Purpose: Intensity modulated proton therapy (IMPT) is sensitive to errors, mainly due to high stopping power dependency and steep beam dose gradients. Conventional margins are often insufficient to ensure robustness of treatment plans. In this article, a method is developed that takes the uncertainties into account during the plan optimization.

Methods: Dose contributions for a number of range and setup errors are calculated and a minimax optimization is performed. The minimax optimization aims at minimizing the penalty of the worst case scenario. Any optimization function from conventional treatment planning can be utilized by the method. By considering only scenarios that are physically realizable, the unnecessary conservativeness of other robust optimization methods is avoided. Minimax optimization is related to stochastic programming by the more general minimax stochastic programming formulation, which enables accounting for uncertainties in the probability distributions of the errors.

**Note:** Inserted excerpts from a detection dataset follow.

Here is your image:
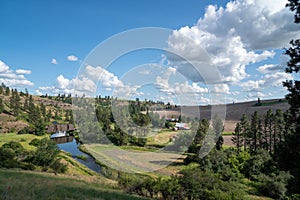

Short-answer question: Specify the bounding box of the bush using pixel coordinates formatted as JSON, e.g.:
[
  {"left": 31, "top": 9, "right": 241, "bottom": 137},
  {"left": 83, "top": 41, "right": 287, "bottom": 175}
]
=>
[
  {"left": 50, "top": 159, "right": 68, "bottom": 173},
  {"left": 259, "top": 171, "right": 292, "bottom": 199},
  {"left": 18, "top": 126, "right": 33, "bottom": 134},
  {"left": 29, "top": 138, "right": 41, "bottom": 147}
]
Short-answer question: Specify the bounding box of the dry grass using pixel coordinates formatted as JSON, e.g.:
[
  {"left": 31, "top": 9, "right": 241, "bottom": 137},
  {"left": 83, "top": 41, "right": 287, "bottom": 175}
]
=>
[
  {"left": 84, "top": 144, "right": 185, "bottom": 173},
  {"left": 0, "top": 133, "right": 48, "bottom": 150}
]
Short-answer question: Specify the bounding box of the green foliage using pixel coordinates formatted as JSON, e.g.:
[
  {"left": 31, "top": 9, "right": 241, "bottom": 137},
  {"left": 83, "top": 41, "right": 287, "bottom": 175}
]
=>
[
  {"left": 259, "top": 172, "right": 291, "bottom": 199},
  {"left": 18, "top": 126, "right": 34, "bottom": 134},
  {"left": 0, "top": 98, "right": 4, "bottom": 114},
  {"left": 29, "top": 138, "right": 59, "bottom": 166},
  {"left": 29, "top": 138, "right": 41, "bottom": 147},
  {"left": 50, "top": 159, "right": 68, "bottom": 173},
  {"left": 228, "top": 151, "right": 250, "bottom": 171}
]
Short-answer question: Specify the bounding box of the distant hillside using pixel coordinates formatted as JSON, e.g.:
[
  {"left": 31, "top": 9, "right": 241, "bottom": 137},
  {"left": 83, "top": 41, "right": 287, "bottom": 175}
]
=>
[{"left": 152, "top": 99, "right": 289, "bottom": 132}]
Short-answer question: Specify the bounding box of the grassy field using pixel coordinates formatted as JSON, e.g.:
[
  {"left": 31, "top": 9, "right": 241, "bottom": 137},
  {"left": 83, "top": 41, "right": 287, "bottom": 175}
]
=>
[
  {"left": 84, "top": 144, "right": 185, "bottom": 173},
  {"left": 0, "top": 169, "right": 145, "bottom": 200},
  {"left": 222, "top": 131, "right": 233, "bottom": 136},
  {"left": 0, "top": 133, "right": 49, "bottom": 150}
]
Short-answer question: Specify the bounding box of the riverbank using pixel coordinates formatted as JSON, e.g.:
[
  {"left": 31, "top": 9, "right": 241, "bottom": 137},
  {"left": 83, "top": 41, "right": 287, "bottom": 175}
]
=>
[{"left": 0, "top": 169, "right": 146, "bottom": 200}]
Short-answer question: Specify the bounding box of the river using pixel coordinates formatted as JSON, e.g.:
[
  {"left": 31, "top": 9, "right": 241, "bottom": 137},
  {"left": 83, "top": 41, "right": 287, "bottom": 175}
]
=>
[{"left": 57, "top": 138, "right": 101, "bottom": 173}]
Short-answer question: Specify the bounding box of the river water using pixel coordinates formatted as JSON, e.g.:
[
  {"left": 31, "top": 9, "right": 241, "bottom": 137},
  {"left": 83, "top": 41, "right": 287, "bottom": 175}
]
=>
[{"left": 57, "top": 138, "right": 101, "bottom": 173}]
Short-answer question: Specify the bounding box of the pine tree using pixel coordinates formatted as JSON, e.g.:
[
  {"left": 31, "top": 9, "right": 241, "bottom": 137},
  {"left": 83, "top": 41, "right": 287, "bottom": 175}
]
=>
[
  {"left": 0, "top": 98, "right": 4, "bottom": 113},
  {"left": 273, "top": 109, "right": 285, "bottom": 147},
  {"left": 250, "top": 111, "right": 261, "bottom": 152},
  {"left": 232, "top": 122, "right": 244, "bottom": 153},
  {"left": 240, "top": 114, "right": 251, "bottom": 150},
  {"left": 193, "top": 119, "right": 209, "bottom": 145},
  {"left": 279, "top": 0, "right": 300, "bottom": 194},
  {"left": 212, "top": 115, "right": 224, "bottom": 150}
]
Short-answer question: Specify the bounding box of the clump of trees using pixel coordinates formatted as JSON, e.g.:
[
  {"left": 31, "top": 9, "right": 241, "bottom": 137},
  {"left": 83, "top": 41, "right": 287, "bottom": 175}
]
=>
[{"left": 0, "top": 138, "right": 67, "bottom": 173}]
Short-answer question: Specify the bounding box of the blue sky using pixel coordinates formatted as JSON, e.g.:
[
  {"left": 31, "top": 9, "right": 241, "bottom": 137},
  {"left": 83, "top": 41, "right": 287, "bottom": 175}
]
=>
[{"left": 0, "top": 0, "right": 299, "bottom": 104}]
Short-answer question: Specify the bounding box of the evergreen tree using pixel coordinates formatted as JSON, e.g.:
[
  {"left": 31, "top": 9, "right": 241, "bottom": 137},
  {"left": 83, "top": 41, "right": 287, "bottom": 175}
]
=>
[
  {"left": 232, "top": 122, "right": 244, "bottom": 153},
  {"left": 279, "top": 0, "right": 300, "bottom": 194},
  {"left": 212, "top": 115, "right": 224, "bottom": 150},
  {"left": 240, "top": 114, "right": 251, "bottom": 150},
  {"left": 250, "top": 111, "right": 261, "bottom": 152},
  {"left": 5, "top": 87, "right": 10, "bottom": 96},
  {"left": 273, "top": 109, "right": 285, "bottom": 147},
  {"left": 193, "top": 119, "right": 209, "bottom": 145},
  {"left": 0, "top": 98, "right": 4, "bottom": 113}
]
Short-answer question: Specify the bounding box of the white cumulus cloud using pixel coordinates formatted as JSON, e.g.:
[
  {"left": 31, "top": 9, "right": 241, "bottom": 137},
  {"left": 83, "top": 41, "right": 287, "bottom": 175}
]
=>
[
  {"left": 67, "top": 55, "right": 78, "bottom": 61},
  {"left": 51, "top": 58, "right": 58, "bottom": 65},
  {"left": 0, "top": 60, "right": 34, "bottom": 88},
  {"left": 167, "top": 0, "right": 300, "bottom": 84},
  {"left": 16, "top": 69, "right": 31, "bottom": 74}
]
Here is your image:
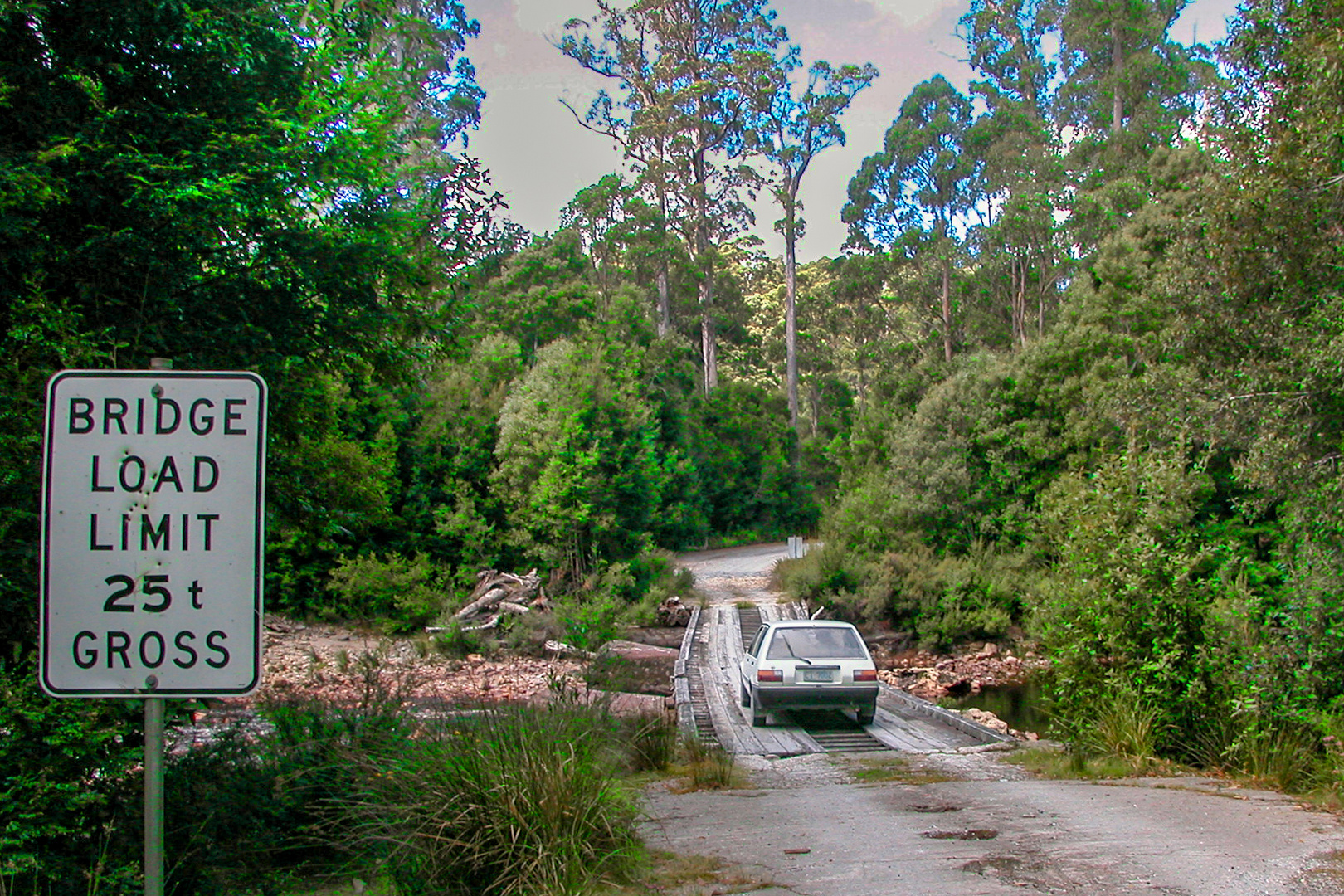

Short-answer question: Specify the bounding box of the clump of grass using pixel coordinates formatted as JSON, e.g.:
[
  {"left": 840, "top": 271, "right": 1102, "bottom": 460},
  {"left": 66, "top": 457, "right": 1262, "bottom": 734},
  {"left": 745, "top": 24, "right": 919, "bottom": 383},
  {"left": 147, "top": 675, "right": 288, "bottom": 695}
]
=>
[
  {"left": 1006, "top": 747, "right": 1155, "bottom": 781},
  {"left": 1082, "top": 692, "right": 1160, "bottom": 763},
  {"left": 331, "top": 705, "right": 641, "bottom": 896},
  {"left": 681, "top": 735, "right": 737, "bottom": 790},
  {"left": 626, "top": 713, "right": 677, "bottom": 771},
  {"left": 1227, "top": 725, "right": 1328, "bottom": 792}
]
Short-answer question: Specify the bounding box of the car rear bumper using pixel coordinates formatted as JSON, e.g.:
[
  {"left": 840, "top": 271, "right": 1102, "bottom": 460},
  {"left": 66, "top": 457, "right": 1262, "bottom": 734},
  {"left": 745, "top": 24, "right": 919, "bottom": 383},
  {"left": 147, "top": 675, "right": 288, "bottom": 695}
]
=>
[{"left": 755, "top": 684, "right": 878, "bottom": 709}]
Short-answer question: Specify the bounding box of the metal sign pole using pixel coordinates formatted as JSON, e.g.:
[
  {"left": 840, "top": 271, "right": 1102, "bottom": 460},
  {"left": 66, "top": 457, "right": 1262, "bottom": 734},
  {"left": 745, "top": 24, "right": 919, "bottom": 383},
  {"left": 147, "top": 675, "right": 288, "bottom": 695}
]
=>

Results: The minimax optimization method is applied to a lung case, a paraspinal case with titanium implants, and a prostate case. It is compared to conventional methods that use margins, single field uniform dose (SFUD), and material override (MO) to handle the uncertainties. For the lung case, the minimax method and the SFUD with MO method yield robust target coverage. The minimax method yields better sparing of the lung than the other methods. For the paraspinal case, the minimax method yields more robust target coverage and better sparing of the spinal cord than the other methods. For the prostate case, the minimax method and the SFUD method yield robust target coverage and the minimax method yields better sparing of the rectum than the other methods.

Conclusions: Minimax optimization provides robust target coverage without sacrificing the sparing of healthy tissues, even in the presence of low density lung tissue and high density titanium implants. Conventional methods using margins, SFUD, and MO do not utilize the full potential of IMPT and deliver unnecessarily high doses to healthy tissues.